On 14.08.20 04:59, Hemal Pandya wrote:
> (sorry for bad formatting, not quite sure how quoating works so I have
> copied your response manually)
>
> Thanks again.
>
> > When a sender thread is blocked, it doesn't get any credits from a (or
> all) receiver(s), therefore you need to look at the stack dumps of *all*
> threads in the cluster, to see which one is stuck.
>
> I will try to get successive stackdumps from all nodes in cluster. I
> will try to compare them to see if I can identify which receiver threads
> are stuck.
>
> > If none of them is blocked (which I assume), then another possibility is
> that your senders continually send messages faster than the receivers
> can process them. If this case, you will see many senders blocked on
> Channel.send(), but that should be a temporary condition.
>
> There is indeed very high volume. But the condition is not temporary,
> successive stackdumps show all the sender threads in the same state.

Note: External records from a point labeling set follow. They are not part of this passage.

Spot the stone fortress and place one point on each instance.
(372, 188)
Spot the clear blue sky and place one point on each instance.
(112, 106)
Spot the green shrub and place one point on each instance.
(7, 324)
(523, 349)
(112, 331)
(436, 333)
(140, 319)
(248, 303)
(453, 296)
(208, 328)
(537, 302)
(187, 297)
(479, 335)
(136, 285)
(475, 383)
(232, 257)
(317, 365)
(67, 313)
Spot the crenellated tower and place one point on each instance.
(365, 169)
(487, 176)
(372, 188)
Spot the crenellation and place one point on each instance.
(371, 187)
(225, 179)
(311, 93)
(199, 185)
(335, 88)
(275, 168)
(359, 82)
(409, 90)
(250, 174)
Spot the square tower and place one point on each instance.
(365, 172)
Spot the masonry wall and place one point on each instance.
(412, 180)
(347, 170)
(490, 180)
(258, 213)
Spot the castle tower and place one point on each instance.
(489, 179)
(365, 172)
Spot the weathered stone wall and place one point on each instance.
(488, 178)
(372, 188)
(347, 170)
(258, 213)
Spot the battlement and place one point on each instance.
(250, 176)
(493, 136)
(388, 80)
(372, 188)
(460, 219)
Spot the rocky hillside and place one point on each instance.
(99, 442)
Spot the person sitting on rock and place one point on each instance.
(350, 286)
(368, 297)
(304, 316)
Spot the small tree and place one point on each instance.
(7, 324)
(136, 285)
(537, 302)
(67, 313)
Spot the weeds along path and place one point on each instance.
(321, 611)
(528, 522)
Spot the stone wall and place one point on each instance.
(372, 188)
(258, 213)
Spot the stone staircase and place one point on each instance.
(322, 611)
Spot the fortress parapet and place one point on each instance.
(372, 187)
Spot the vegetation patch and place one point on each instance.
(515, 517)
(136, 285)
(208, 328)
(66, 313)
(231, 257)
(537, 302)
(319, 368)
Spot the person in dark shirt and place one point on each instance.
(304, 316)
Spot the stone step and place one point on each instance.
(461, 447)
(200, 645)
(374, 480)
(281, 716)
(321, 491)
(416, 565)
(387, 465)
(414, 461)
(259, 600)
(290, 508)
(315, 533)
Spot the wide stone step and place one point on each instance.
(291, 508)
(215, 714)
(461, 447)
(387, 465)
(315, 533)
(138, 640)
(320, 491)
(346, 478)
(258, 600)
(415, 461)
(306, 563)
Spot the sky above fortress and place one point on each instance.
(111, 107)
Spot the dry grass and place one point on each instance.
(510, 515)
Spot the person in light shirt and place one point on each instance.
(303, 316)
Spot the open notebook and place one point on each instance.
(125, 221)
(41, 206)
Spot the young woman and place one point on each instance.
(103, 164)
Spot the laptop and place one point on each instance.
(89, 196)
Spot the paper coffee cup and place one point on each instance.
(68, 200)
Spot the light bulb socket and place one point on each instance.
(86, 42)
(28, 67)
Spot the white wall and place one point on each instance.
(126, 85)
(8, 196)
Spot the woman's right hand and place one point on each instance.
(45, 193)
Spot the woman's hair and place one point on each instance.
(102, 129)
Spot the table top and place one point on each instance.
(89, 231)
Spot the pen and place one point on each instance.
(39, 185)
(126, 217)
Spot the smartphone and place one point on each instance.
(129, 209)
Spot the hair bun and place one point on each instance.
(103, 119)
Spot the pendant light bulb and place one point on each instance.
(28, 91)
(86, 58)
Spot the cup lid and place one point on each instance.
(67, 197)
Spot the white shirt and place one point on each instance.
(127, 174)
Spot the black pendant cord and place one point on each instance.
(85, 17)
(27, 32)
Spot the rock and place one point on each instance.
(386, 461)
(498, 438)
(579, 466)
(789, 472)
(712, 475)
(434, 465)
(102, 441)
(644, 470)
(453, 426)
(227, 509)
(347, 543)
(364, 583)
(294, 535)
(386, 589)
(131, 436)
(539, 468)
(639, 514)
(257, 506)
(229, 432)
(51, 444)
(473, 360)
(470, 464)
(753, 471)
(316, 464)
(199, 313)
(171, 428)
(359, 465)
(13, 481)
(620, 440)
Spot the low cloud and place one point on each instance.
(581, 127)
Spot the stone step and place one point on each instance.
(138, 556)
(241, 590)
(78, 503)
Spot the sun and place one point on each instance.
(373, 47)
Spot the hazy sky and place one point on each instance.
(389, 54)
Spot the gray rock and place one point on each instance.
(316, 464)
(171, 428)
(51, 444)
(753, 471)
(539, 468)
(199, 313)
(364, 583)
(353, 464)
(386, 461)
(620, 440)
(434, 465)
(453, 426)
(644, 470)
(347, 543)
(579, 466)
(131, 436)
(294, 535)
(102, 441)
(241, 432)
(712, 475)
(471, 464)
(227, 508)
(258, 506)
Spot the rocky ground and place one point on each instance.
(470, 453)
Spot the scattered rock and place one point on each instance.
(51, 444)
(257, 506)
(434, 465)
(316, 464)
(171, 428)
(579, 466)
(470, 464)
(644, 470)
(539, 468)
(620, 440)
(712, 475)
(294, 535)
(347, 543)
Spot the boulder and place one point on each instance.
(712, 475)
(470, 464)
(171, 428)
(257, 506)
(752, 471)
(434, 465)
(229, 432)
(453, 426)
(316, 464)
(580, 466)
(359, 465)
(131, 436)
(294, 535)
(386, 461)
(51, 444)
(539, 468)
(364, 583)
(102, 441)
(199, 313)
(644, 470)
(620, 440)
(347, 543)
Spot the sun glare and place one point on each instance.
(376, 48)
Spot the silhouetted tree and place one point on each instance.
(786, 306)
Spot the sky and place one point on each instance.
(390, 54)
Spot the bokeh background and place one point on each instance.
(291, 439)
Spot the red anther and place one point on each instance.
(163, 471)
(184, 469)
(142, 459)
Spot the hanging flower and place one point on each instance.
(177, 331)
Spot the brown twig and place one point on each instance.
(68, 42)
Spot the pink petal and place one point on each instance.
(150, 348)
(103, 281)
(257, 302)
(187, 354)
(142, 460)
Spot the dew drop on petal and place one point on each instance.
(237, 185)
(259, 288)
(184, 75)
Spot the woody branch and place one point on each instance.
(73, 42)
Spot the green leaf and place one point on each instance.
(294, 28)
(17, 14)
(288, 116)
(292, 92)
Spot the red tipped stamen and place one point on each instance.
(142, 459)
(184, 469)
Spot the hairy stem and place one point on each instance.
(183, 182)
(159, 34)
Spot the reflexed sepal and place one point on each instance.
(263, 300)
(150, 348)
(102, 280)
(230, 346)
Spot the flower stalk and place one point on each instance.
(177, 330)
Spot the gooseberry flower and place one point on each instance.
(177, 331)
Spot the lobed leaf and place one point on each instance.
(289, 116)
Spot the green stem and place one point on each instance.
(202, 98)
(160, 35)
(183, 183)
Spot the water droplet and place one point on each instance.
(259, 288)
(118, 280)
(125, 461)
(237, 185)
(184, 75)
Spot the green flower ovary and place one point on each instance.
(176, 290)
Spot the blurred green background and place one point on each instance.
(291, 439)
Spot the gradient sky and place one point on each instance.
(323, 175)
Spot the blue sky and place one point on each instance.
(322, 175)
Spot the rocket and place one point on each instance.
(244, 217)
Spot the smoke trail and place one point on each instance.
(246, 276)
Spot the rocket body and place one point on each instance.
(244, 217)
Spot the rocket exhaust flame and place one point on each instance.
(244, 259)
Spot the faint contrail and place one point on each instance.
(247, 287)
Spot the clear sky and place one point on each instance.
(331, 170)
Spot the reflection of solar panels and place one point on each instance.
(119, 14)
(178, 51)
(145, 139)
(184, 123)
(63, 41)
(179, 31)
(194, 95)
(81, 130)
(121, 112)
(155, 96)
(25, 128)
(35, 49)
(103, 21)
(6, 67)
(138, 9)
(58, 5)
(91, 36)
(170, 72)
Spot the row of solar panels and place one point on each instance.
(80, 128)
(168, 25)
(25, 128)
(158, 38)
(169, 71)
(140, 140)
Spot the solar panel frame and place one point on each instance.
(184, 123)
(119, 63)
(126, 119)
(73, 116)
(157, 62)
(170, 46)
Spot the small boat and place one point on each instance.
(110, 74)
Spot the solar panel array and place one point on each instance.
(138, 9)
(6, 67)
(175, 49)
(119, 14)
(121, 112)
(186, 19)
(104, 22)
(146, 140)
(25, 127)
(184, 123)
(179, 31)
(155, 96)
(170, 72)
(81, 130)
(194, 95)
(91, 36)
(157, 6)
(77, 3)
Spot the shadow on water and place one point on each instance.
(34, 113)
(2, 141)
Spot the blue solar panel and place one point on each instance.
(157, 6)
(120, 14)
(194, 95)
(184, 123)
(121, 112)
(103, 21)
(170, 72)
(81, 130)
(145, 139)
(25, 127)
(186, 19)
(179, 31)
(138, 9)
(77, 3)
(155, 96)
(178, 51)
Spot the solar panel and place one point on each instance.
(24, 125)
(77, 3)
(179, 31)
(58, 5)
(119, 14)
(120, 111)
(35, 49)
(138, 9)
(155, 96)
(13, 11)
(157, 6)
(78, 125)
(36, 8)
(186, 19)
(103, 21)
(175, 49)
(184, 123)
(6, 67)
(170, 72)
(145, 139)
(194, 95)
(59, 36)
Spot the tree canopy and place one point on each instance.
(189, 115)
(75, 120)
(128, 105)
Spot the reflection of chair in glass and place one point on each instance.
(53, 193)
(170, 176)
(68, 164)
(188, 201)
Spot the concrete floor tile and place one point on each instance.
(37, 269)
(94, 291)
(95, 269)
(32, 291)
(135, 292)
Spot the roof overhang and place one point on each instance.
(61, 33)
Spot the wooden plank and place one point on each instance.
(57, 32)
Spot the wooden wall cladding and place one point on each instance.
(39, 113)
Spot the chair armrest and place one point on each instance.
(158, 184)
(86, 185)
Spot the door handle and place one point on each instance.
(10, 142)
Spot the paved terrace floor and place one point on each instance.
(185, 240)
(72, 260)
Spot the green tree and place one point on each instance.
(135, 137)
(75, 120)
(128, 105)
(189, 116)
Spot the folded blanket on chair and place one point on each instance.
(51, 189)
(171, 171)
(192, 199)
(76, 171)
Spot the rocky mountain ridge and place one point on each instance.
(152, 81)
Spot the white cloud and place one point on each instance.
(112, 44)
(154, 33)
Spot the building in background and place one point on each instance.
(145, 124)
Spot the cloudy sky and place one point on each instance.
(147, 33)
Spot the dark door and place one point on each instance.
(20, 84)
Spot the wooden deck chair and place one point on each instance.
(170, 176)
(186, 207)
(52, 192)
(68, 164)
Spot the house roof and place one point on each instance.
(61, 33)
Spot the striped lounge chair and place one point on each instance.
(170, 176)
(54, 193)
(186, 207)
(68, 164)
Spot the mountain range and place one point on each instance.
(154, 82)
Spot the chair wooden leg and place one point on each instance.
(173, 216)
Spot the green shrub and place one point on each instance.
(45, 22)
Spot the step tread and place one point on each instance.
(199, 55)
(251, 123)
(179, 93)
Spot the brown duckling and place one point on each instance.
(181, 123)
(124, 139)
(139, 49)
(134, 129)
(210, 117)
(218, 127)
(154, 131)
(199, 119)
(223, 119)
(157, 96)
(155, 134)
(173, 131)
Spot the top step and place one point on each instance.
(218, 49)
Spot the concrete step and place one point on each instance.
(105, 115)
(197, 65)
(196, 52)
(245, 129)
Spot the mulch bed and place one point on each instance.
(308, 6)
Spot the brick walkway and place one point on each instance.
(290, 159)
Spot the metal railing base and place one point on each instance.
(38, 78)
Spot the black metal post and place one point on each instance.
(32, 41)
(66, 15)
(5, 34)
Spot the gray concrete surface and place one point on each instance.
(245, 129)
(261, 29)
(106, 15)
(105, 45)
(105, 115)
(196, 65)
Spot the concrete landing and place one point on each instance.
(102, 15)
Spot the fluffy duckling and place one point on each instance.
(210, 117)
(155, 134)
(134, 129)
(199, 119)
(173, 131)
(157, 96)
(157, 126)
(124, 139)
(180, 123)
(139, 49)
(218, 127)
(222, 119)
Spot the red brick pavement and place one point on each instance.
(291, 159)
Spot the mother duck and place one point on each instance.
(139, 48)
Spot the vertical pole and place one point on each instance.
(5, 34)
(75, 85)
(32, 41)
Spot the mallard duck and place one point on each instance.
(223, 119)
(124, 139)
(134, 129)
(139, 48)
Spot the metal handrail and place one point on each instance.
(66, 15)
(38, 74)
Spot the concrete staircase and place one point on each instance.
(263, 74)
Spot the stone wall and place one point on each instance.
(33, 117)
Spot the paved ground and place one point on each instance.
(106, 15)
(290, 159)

Could be that they block on almost every message, then unblock for
sending, then block again. If they block for most of the time, that
would be what you see in stack dumps.
You could look at this with probe.sh, e.g. probe.sh jmx=MFC_NB /
jmx=UFC_NB, and then look at the number of blockings / total,avg time
blocked
> Another relevant point is that logs show a lot of transient network
> drops (host not found messages). Can this result in some condition so
> that the sending threads are permanently blocked?
Yes. If you have {A,B,C,D,E}, and there is an issue with D (e.g. route
to it dropped, or NIC went bad), then multicasts will work until there
are no credits left for D. Everybody will block until (1) D sends
credits (which won't happen) or (2) D is suspected and excluded from the
group.
(2) depends largely on your failure detection protocols and configuration.